Tobias Harris Surged in January. What Was Behind His Resurgence and Is It Sustainable?

By Matt Gregan, Sports Talk Philly Staff Writer

Things have been clicking for Tobias Harris over the past month or so of basketball. He is playing with aggression and confidence, stepping into his shots and doing a great job of getting to his spots on the floor. However, things were not always like that this season.

Nothing really went right for Harris over the first couple months of the season. He contracted COVID-19 in early November and it took him a while to fully recover, struggling through some of the effects even after he got back out on the court. He was struggling to produce and make quick decisions out on the floor as he battled through the lasting effects of COVID-19 as well as some other minor injuries.
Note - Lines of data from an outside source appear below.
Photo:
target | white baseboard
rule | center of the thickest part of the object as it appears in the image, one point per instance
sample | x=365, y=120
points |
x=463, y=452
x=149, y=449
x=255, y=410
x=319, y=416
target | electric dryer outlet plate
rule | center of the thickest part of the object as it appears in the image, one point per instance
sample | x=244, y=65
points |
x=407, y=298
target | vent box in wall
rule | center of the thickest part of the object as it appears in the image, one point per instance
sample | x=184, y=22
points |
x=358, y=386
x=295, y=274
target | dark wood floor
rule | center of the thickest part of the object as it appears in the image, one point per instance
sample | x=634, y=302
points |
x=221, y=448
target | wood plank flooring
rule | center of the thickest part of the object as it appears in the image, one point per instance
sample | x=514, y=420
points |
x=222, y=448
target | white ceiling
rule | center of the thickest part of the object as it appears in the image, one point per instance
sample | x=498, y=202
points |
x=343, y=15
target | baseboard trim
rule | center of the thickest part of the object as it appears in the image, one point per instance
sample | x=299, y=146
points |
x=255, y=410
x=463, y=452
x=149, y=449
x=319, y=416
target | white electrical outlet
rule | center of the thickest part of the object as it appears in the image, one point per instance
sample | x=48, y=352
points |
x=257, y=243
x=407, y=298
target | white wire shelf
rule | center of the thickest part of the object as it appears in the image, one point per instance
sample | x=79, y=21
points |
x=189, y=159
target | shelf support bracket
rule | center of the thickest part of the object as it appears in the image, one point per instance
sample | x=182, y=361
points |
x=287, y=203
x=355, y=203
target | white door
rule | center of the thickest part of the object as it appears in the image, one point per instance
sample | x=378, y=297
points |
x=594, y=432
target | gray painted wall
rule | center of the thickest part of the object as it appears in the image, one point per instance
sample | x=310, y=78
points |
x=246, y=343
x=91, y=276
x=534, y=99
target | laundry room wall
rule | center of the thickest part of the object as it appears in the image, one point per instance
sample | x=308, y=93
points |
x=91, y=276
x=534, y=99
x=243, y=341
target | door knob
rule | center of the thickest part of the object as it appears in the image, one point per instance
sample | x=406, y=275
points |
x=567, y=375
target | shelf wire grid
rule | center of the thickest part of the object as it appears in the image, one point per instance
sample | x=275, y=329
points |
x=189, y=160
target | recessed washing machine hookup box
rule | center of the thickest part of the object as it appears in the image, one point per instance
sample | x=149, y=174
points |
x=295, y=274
Harris struggled a lot in December, having one of his worst months of production since he became a member of the Sixers. He averaged only 16.8 points while shooting 41.6 percent from the field and 26.7 percent from three-point range. His decision making was poor, often passing up on open threes to instead take a contested mid-range shot, and he was completely out of sync.

Harris needed to get back to playing with the confidence and aggression that led to his near All-Star season last year, one in which he averaged 19.5 points while shooting 51.2 percent from the field and 39.4 percent from beyond the arc. Most of all, he just needed his shots to start falling. In the month of December, he made just 31.6 percent of his shots with the closest defender being 6-plus feet away (deemed to be a wide open shot by

His start to the month of January was not much better. He received loud boos from the Philadelphia faithful in a Jan. 3 game against the Houston Rockets. The Sixers won that game, but his struggles continued, scoring 14 points on 6-of-15 shooting and also missing all three of his attempts from deep.

Things began to turn around for Harris after the Houston game, and he would go on to have a good month of January in which he started playing more aggressively and was quick and confident in his decisions with the ball in his hands.

He really turned up his level of performance over the past seven games, averaging 23.1 points (56.1 percent from the field and 52.4 percent from three-point range), 7.3 rebounds, 3.7 assists, 1.4 steals and 0.9 blocks per game. He scored 30-plus points twice in that stretch, including 31 in a huge win over the Memphis Grizzlies on Monday.

Harris, in the month of January, shot 45.5 percent on catch-and-shoot threes, a huge sign of his resurgence when combined with his increased willingness lately to not overthink things and just pull the trigger on open threes.

One of his best games this season came against the New Orleans Pelicans on Jan. 25. He scored a season-high 33 points on 13-of-19 shooting from the field and a perfect 3-of-3 from deep. He spoke after the game about the importance of making quick decisions and playing with confidence.

"Sometimes, you do get caught up with it. Just thinking a little bit, but as I continue to find my flow and rhythm, just using those things to my advantage," Harris said. "Quick attacks, see where I can beat the defense, seeing where I can create some mismatches out there with different players. Just getting to my spots, but once I’m in all those actions, I’m able to get downhill and as a team, once we’re flowing and going, it’s easy to find those looks."

The Sixers' offense is clearly centered around All-Star Joel Embiid, which involves the offense slowing down as they play around him in the post. When Harris was being slow in his decision making with the ball, it often caused the entire offense to come to a halt. As head coach Doc Rivers said after the win over the Pelicans, the offense can not function with two ball stoppers.

"It slows down the offense, for sure. When he’s playing quick, that’s what the offense is designed for him to do," Rivers said. "We always give him space to attack quick. When he holds it, it brings us all to a halt. Who’s the one ball stopper we want to have? Joel, right? When you have two, then your offense gets slow."

Harris' resurgence throughout the past few weeks has helped the Sixers offense speed up a bit and opened up some different options. When he plays with confidence out on the perimeter, everything else opens up in his offensive arsenal, allowing him to attack the basket like he did in the win over the Los Angeles Lakers.

He has gotten back to playing like a solid second or third scoring option for the Sixers. However, he has to play like this consistently to come even remotely close to making it worth the $35-plus million he is getting paid per year. A lot of the underlying issues with Harris remain, including him not being willing to let it loose from three-point range (he is averaging only 3.6 attempts per game from beyond the arc this season). His recent play should be sustainable as long as he continues to play with the same confidence and aggression he has proven to be capable of both over the last couple weeks and throughout the prior season for the Sixers.